ECONOMIA HOJE: INFLAÇÃO PRESSIONADA, BOLSA FAMÍLIA E TENSÕES GLOBAIS
### **Inflação no Teto e Petróleo Alto**
O mercado financeiro continua em alerta com a **8ª alta consecutiva na projeção do IPCA para 2026**, que se firmou em **4,89%**, estourando o teto da meta (4,5%). O grande vilão segue sendo o cenário internacional: o conflito no Oriente Médio mantém o barril de petróleo volátil na casa dos **US$ 107 a US$ 110**, gerando forte pressão sobre o preço dos combustíveis no Brasil. A taxa Selic projetada para o fim do ano é de 13%.
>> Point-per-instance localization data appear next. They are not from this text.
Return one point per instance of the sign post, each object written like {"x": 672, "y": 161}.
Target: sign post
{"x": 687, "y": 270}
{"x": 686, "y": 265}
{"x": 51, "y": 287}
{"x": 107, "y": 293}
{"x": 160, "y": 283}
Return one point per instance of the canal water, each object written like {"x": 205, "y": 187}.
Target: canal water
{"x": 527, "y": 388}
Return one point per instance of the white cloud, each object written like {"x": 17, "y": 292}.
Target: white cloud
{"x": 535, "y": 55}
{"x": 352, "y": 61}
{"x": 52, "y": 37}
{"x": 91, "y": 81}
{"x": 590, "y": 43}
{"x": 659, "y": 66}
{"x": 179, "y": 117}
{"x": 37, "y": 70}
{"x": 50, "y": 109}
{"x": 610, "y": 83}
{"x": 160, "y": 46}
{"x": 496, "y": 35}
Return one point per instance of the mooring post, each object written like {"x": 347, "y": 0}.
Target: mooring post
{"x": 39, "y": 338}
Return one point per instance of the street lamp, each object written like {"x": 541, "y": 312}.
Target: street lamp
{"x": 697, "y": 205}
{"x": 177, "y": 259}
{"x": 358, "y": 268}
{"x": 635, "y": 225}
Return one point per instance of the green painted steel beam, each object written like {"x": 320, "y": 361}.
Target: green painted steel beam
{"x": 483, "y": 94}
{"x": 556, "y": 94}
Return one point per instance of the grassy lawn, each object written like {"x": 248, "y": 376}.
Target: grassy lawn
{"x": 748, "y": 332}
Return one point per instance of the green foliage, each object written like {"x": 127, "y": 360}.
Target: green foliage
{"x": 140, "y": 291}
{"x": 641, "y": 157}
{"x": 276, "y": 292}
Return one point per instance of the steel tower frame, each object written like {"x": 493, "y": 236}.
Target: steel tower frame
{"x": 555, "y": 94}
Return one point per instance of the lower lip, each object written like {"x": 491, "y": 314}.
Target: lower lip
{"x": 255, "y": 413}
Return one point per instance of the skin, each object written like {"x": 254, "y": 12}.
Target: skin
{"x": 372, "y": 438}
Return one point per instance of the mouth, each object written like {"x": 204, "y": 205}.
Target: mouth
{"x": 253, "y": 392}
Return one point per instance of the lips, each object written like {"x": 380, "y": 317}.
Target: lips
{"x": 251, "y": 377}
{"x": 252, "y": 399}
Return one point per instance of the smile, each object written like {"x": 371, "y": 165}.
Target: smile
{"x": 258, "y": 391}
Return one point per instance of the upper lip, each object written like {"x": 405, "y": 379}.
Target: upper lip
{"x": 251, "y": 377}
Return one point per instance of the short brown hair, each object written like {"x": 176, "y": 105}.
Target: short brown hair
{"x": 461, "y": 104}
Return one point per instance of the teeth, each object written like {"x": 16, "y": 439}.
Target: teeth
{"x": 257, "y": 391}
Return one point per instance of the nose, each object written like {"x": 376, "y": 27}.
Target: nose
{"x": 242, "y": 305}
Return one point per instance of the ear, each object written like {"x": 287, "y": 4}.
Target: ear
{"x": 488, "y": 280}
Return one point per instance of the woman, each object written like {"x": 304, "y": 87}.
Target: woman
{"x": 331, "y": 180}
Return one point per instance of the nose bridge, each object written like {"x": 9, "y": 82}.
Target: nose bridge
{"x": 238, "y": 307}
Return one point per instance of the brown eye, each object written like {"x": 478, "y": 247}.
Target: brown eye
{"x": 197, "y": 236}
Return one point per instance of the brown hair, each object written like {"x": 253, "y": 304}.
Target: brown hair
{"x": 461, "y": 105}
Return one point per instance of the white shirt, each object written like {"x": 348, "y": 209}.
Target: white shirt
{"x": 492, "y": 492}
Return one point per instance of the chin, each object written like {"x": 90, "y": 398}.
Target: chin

### **Giro de Notícias Importantes:**
* **Início dos Pagamentos do Bolsa Família:** O governo federal inicia hoje o calendário de pagamentos de maio. O valor mínimo é de R$ 600, com adicionais de R$ 150 para crianças de até 6 anos e R$ 50 para gestantes e jovens. Os depósitos seguem o final do NIS, começando hoje pelo final 1.
* **Saque-Aniversário do FGTS:** O governo autorizou a liberação de **R$ 8,4 bilhões** para trabalhadores que optaram pela modalidade. A novidade para o fim deste mês é a permissão do uso desses recursos para a renegociação e quitação de dívidas.
* **Balança Comercial Aquecida:** A corrente de comércio parcial de maio já registra um crescimento expressivo de **22,2%**, atingindo a marca de US$ 15,36 bilhões, impulsionada pelo ritmo forte das exportações brasileiras.
* **Guerra Comercial EUA x China:** Em encontro recente entre Donald Trump e Xi Jinping, a China sinalizou maior compra de produtos agrícolas americanos. Apesar disso, o Brasil continua consolidado como um dos maiores parceiros dos chineses, caminhando para um ano recorde na exportação de soja e carne bovina.
### **Mercado Financeiro (Último Fechamento):**
* **Ibovespa:** Operando na casa dos 180.342 pontos (com perdas recentes puxadas pelo cenário de juros altos nos EUA e queda nos lucros da Petrobras).
* **Dólar:** Cotado na estabilidade, próximo a **R$ 4,89**.
> **Análise Rápida:** Para o início da semana, o foco do mercado se divide entre a cautela com a inflação doméstica e o fôlego que o varejo pode receber com a injeção dos bilhões do Bolsa Família e do FGTS na economia real.